What happened to the Asset Pipeline? Long story short: nothing. You can still use the asset pipeline the way you always have – ”If you like your asset pipeline, you can keep your asset pipeline”. That includes the javascripts/ directory. You can even mix packaged files with “pipelined” files in your views. You just can’t include your packaged files into your “pipelined” files; well, not easily.

Babel by Default

The webpack configuration files generated by webpacker follow the ES6/2015 JavaScript syntax. As discussed in the Loaders section above, this syntax gets transpiled into ES5 which is what most browsers safely understand. The transpilation is handled by the Babel JavaScript Compiler.

ES6 is quickly becoming the standard used by web developers. If you’re familiar with ES5 JavaScript syntax and CoffeeScript, learning the ES6 syntax will be trivial.


jQuery is still included in Rails by default, but only in the Asset Pipeline. Even though you might not need jquery, some of the packages you install might. These are the steps you’ll need to take to make jQuery work for those packages.

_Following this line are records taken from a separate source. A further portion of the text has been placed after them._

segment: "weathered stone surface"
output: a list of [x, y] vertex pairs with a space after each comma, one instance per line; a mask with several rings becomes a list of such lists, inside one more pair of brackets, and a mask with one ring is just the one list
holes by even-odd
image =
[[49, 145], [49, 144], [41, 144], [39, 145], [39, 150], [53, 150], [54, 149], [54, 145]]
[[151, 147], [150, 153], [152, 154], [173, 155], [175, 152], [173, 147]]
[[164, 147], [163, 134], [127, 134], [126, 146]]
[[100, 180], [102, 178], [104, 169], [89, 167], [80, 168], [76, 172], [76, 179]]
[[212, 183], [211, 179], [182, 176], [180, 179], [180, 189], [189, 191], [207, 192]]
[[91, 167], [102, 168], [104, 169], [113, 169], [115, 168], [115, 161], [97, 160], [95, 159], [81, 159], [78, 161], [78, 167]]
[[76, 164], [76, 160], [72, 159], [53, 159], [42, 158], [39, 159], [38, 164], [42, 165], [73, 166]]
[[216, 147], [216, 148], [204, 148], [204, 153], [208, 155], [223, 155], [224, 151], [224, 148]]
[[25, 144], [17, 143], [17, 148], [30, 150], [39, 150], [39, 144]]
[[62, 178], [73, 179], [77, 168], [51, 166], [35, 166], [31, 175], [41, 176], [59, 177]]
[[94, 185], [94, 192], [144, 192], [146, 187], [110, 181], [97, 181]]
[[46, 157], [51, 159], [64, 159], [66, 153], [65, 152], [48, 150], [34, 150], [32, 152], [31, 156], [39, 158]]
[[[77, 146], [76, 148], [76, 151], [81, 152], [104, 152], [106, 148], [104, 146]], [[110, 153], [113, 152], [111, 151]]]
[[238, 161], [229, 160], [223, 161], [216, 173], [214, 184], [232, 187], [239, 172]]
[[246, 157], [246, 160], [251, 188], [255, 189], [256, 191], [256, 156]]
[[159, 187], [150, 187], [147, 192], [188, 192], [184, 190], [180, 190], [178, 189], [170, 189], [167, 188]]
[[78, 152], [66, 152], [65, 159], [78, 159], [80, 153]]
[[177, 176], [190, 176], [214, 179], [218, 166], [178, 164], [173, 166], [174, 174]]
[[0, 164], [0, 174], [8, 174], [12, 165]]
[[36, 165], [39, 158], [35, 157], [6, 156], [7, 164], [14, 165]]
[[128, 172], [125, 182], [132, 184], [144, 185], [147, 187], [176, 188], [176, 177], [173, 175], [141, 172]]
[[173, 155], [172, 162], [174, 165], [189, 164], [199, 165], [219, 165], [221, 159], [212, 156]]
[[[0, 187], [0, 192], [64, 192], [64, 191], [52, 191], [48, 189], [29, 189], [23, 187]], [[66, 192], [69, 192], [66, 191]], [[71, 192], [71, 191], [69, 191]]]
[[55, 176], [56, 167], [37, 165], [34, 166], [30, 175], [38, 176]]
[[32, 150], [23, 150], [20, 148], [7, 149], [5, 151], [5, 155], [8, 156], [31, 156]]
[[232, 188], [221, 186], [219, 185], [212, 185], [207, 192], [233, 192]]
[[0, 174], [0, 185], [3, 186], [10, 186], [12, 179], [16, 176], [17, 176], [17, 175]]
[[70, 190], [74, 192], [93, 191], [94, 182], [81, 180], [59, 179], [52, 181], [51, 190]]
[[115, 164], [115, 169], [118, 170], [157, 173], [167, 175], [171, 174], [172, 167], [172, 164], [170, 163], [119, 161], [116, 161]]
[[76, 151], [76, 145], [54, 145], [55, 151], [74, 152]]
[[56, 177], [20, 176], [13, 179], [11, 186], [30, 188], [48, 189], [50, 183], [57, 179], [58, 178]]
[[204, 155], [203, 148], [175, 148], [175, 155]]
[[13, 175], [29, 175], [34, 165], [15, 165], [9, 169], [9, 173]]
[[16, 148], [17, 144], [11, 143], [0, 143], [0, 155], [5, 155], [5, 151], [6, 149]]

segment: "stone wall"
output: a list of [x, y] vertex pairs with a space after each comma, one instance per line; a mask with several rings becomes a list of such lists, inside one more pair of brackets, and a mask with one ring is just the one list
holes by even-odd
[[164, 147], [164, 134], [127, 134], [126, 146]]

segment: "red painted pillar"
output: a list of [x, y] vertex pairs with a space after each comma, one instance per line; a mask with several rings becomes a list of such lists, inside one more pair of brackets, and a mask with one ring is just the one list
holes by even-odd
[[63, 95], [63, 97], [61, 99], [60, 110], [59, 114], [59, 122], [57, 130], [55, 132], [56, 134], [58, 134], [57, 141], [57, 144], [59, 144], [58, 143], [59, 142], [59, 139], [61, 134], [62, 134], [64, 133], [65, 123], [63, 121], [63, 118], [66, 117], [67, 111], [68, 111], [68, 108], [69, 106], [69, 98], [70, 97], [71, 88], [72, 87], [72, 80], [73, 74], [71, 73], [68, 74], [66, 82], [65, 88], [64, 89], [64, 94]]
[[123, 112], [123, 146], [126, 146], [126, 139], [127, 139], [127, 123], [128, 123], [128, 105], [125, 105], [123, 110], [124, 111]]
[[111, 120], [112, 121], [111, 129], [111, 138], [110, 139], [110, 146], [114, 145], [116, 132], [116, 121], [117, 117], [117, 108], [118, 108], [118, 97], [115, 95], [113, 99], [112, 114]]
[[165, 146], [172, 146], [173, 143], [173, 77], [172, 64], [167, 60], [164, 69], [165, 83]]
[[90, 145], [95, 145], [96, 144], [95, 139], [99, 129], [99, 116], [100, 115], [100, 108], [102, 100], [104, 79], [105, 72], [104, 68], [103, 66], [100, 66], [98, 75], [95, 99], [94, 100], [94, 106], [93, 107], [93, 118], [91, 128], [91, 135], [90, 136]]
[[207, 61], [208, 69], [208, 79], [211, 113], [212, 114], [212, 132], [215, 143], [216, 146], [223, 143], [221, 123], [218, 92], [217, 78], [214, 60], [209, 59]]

  1. Install jQuery: To be included in the bundle, jQuery first needs to be installed. We can do that with Yarn.
yarn add jquery
  1. Use the jQuery “src”: webpack prefers the original, unmodified source code of a library, rather than the packaged “dist” code. Add this section at the same level as the “entry” and “output” sections in the shared.js file.
// config/webpack/shared.js

resolve: {
  alias: {
    jquery: "jquery/src/jquery"
  1. Make jQuery available to other modules: “The ProvidePlugin makes a module available as a variable in every other module required by webpack.”
// config/webpack/shared.js

plugins: [
  new webpack.ProvidePlugin({
    $: 'jquery',
    jQuery: 'jquery',
    jquery: 'jquery'
  1. Require jQuery in your pack: Lastly, you’ll need to import jQuery into your pack.
// app/javascript/application.js

import jQuery from 'jquery'

window.jQuery = jQuery

Deploying to Heroku

Not currently working. There are some workarounds, but according the Richard Schneeman at Heroku, “We are working on adding yarn to the buildpack for Rails right now on Heroku, so it won’t work yet because we don’t have the binaries in place.”

See for more information.

Update: March 23, 2017 We were able to deploy a dummy app with yarn installed. It looks like Heroku is still working through the issues of making this a smooth transition, and they have a workaround in their article Ruby apps now get Yarn installed when the Webpacker gem is present

I’m really excited about what the Rails team has been doing to ensure Rails remains competitive in the web framework space. While it’s one thing to slap on a feature in the same way a hot-rodder might bolt on a spoiler to a Honda Civic, it’s quite another to do so in a way that maintains the existing “feel” of a product.

With the inclusion of webpack and Yarn, the Rails team is showing a great deal of maturity and humility, recognizing that the web is no longer rendered only from the server, but also dynamically from the client. Not only has the team embraced these changes, but they are incorporating them in such a way as to make it feel like there’s a “Rails Way” to do JavaScript.

Let the mockers mock. With these new changes, Rails isn’t going anywhere for a very long time.